Q. Are you sure about that? — -A. I am quite -sure about that.

*162We think that this evidence does not warrant the conclusion that the merchandise is fruit packed in its own juices, and that it does justify the contention of the importers that the umeboshi imported should be classified as fruits in brine. The witnesses were Japanese with no great command of the English language, and it seems to us that some of the questions put to them were unwittingly propounded in a form which gave them the impression that liquid and juice were synonymous terms. But however that may be, the witnesses, when submitted to a careful examination as to what they really meant by juice, made it reasonably clear that they used the term as the equivalent of liquid and as a designation for the salt and water solution in which the umeboshi was packed for shipment.

Pressure or any other practical process for the extraction of the fruit juices would have either crushed the fruit or broken the skin or at all events altered, if it did not completely destroy, its form. That the ume was subjected to no such treatment and that no appreciable quantity of its juices was extracted is evidenced by the un-crushed, unbroken samples of the merchandise submitted to the board at the hearing, and by the fact that the sample of the fruit still retains the form which it had when plucked from the tree. It is entirely possible that some of the fruity juices not held fast by the cellular tissue or the meat of the fruit may have escaped by osmosis, but that any considerable quantity escaped in that manner is fully rebutted by the fact that the liquor in which the fruit is packed has the flavor of salt and water and not that of fruit juices. The suggestion that the fruits were simply packed in salt and that their own juices dissolved the salt and made the liquor in which they were preserved we must decline to accept, because at best very little of the fruit juices could have come in contact with the salt and because if every drop of juice had been squeezed out of the ume it would have been wholly insufficient to dissolve the salt used to pack the fruit, considering that it takes, according to common knowledge, nearly 2-¿-parts of water to dissolve 1 part of salt.

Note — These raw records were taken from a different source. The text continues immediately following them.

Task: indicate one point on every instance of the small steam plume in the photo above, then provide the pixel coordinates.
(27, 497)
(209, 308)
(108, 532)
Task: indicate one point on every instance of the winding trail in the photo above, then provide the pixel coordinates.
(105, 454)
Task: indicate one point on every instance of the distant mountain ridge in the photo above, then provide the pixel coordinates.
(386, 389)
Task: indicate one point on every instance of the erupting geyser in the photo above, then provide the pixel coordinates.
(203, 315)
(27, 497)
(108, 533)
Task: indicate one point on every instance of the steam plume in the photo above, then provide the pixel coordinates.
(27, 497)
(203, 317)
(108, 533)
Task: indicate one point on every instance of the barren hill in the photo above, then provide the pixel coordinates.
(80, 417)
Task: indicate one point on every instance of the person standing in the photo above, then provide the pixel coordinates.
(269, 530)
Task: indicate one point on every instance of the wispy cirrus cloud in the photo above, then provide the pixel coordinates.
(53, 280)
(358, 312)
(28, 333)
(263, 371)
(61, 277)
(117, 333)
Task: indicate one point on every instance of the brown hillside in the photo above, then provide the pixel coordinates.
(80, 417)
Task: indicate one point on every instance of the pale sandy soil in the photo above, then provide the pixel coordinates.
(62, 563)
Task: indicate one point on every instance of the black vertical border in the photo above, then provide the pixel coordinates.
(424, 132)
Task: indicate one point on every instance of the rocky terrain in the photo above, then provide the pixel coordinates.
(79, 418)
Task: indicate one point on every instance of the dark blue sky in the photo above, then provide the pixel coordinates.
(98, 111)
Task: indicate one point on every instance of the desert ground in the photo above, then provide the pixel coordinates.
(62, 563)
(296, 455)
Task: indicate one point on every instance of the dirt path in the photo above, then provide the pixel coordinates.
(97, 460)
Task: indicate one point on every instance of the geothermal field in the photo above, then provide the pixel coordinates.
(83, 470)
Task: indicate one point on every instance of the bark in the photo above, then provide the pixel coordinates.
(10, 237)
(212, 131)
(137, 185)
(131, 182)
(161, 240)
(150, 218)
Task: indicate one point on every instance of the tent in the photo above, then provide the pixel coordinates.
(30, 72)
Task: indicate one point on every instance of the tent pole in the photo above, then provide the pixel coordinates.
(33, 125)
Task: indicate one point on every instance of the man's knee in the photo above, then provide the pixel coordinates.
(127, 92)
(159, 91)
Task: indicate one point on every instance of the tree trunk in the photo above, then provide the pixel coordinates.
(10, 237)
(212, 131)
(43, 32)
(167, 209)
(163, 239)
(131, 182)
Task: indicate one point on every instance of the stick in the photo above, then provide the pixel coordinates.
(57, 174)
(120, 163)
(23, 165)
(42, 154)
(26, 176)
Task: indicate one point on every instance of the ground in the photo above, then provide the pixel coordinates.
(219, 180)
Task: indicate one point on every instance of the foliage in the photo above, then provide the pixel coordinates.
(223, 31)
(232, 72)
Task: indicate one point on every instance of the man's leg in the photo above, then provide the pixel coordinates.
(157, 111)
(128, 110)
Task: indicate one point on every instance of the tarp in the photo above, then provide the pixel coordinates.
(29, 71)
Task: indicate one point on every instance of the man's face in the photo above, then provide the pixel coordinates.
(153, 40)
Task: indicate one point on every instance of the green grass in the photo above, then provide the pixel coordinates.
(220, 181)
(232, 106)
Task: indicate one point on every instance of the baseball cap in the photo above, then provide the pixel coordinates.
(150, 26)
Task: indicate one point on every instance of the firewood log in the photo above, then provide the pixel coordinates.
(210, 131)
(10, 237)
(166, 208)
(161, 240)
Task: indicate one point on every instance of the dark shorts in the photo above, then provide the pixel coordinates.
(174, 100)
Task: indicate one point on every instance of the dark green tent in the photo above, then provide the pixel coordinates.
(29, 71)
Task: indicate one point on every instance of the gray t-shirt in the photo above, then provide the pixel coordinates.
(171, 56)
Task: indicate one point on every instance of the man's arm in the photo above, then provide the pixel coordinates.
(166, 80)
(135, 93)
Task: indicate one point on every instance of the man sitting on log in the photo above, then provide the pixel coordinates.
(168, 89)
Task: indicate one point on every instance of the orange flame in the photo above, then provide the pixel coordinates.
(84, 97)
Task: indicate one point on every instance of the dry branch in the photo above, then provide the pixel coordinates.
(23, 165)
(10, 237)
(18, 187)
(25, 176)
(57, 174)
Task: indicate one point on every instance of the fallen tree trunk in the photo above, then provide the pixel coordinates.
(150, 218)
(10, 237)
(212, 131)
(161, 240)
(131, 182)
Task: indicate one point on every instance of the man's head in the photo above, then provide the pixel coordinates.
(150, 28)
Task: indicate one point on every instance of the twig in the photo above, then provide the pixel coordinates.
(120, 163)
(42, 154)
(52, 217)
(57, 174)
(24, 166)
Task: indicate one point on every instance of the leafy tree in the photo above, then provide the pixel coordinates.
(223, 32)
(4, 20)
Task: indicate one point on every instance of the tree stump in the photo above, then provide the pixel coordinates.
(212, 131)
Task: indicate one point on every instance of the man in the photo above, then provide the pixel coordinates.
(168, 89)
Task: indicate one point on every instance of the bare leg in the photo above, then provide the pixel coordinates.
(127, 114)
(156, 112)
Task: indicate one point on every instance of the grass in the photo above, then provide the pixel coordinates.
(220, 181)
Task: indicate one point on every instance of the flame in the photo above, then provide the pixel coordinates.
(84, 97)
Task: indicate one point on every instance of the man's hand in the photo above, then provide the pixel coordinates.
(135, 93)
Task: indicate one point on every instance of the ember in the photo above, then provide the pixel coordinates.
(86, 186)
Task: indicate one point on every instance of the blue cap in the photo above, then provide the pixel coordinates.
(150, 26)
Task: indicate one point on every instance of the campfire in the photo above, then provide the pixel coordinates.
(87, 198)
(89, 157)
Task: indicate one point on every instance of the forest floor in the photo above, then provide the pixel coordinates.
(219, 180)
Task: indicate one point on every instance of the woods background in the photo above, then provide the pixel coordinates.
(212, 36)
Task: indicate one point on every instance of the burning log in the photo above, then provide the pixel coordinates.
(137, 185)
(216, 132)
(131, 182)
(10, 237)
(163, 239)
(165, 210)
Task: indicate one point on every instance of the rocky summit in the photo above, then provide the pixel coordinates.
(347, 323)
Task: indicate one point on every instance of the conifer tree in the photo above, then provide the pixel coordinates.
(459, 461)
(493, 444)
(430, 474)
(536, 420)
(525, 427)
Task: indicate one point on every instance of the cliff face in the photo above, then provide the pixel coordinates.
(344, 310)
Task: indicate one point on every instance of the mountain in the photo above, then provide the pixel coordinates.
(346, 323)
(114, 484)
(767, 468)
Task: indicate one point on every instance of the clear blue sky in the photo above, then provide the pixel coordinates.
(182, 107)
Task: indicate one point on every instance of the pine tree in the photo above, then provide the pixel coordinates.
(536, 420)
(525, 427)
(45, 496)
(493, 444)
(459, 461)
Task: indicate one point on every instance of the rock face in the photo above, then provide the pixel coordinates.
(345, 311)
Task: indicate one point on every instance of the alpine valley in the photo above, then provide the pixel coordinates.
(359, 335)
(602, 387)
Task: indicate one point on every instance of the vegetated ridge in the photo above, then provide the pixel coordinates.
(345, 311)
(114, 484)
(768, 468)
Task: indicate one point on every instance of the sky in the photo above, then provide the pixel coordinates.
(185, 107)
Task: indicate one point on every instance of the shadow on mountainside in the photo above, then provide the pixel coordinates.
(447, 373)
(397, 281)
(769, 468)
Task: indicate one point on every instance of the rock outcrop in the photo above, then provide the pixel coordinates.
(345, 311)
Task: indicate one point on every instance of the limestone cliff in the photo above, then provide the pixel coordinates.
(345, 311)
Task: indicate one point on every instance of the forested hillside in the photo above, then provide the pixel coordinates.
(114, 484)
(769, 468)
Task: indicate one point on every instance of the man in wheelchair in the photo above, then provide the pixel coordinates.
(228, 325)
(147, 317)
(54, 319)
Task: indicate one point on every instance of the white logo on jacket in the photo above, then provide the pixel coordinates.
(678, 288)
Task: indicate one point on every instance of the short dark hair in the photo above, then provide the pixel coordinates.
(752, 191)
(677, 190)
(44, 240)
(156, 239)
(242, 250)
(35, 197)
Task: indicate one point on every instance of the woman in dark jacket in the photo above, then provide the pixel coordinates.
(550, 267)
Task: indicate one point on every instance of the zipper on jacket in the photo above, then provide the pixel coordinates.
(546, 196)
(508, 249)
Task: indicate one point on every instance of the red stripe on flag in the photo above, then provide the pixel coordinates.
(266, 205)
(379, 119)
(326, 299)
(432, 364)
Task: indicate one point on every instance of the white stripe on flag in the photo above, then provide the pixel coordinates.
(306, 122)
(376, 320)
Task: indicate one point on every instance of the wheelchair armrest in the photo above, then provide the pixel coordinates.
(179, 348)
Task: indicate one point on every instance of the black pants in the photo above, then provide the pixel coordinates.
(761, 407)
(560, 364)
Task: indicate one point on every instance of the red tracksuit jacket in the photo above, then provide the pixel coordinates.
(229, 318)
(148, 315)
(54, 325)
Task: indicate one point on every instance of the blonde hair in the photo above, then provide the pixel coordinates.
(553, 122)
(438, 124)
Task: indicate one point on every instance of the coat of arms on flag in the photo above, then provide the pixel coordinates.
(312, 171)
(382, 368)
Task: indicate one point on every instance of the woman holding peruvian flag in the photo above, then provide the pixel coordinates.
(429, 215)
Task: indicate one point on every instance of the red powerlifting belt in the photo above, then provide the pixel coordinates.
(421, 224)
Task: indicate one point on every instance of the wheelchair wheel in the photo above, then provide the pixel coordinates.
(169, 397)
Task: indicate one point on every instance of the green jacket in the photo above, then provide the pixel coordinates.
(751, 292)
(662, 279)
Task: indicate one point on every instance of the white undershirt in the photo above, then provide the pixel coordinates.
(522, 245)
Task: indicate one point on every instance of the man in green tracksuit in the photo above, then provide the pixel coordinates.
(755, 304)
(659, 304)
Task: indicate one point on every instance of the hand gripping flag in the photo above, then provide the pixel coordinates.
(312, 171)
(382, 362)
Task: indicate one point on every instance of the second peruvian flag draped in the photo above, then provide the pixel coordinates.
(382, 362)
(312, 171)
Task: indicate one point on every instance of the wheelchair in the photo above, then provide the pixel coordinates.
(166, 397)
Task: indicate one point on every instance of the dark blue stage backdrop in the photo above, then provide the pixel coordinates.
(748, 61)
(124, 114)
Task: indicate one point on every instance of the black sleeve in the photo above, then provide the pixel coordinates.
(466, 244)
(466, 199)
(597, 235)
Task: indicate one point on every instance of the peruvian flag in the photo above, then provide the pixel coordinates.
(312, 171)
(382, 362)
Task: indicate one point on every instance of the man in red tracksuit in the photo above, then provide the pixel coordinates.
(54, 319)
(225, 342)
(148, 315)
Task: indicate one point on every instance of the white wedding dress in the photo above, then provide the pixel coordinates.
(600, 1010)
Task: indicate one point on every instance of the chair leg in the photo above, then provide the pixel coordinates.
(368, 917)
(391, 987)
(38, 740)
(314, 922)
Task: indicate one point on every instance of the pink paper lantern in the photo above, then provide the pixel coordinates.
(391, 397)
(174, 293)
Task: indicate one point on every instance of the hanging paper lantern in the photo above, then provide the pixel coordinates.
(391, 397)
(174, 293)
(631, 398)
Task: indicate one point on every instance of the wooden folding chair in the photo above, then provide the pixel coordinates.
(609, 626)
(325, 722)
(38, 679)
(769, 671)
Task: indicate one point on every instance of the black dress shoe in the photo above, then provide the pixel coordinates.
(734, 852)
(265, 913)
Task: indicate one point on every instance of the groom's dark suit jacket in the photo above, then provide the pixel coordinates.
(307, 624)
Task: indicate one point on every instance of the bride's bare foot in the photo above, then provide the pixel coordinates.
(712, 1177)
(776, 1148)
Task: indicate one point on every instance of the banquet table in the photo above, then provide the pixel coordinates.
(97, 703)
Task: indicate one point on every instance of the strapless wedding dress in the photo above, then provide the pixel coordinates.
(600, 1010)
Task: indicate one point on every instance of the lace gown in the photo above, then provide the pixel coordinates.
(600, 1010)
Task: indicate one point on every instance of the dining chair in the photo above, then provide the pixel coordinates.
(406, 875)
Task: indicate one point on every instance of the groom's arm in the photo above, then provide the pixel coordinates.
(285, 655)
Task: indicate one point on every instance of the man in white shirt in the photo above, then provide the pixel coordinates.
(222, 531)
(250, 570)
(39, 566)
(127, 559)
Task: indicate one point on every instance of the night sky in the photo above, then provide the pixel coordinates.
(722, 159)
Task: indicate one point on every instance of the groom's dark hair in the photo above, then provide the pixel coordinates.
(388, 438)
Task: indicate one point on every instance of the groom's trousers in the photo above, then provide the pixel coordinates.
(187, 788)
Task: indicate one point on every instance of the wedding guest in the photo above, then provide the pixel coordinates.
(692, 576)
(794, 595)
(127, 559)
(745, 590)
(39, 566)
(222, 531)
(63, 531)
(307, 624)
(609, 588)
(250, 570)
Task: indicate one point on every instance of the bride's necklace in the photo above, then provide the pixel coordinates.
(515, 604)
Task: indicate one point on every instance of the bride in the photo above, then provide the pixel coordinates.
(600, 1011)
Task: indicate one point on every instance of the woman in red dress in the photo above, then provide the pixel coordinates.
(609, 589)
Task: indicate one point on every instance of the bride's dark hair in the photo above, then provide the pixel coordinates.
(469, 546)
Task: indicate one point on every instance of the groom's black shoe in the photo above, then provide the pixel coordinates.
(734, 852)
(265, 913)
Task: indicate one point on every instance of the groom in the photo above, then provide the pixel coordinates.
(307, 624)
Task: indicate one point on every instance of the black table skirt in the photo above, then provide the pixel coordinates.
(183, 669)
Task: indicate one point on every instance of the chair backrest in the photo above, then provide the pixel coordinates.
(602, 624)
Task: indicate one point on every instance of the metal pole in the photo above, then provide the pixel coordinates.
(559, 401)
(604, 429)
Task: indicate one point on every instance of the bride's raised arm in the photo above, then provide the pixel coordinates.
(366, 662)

In addition to all this, it does not seem that there could have been any sound reason for using the juices of the fruit to dissolve the salt in order to produce a liquor which was wholly unfit for human consumption and apparently of no commercial value whatever as a fruit juice. All the witnesses for the importers agree, and their testimony is undisputed, that the fruits after their first treatment with salt and water are ready for domestic consumption, but that if they are intended for exportation they must be put back into the solution of salt and water in order to preserve them, and certainly to achieve that object a solution of salt and water would be far more effective than would a solution of salt and fruit juice, which by reason of the *163juice would contain in itself elements tending to promote decomposition and not preservation of tbe commodity.

There may be kinds of umeboshi or umezuke packed in their own juices, but we are convinced that the importation represented by the sample submitted to us is not a fruit packed in its own juice, but a fruit in brine and therefore entitled to free entry.

The decision of the Board of General Appraisers is reversed.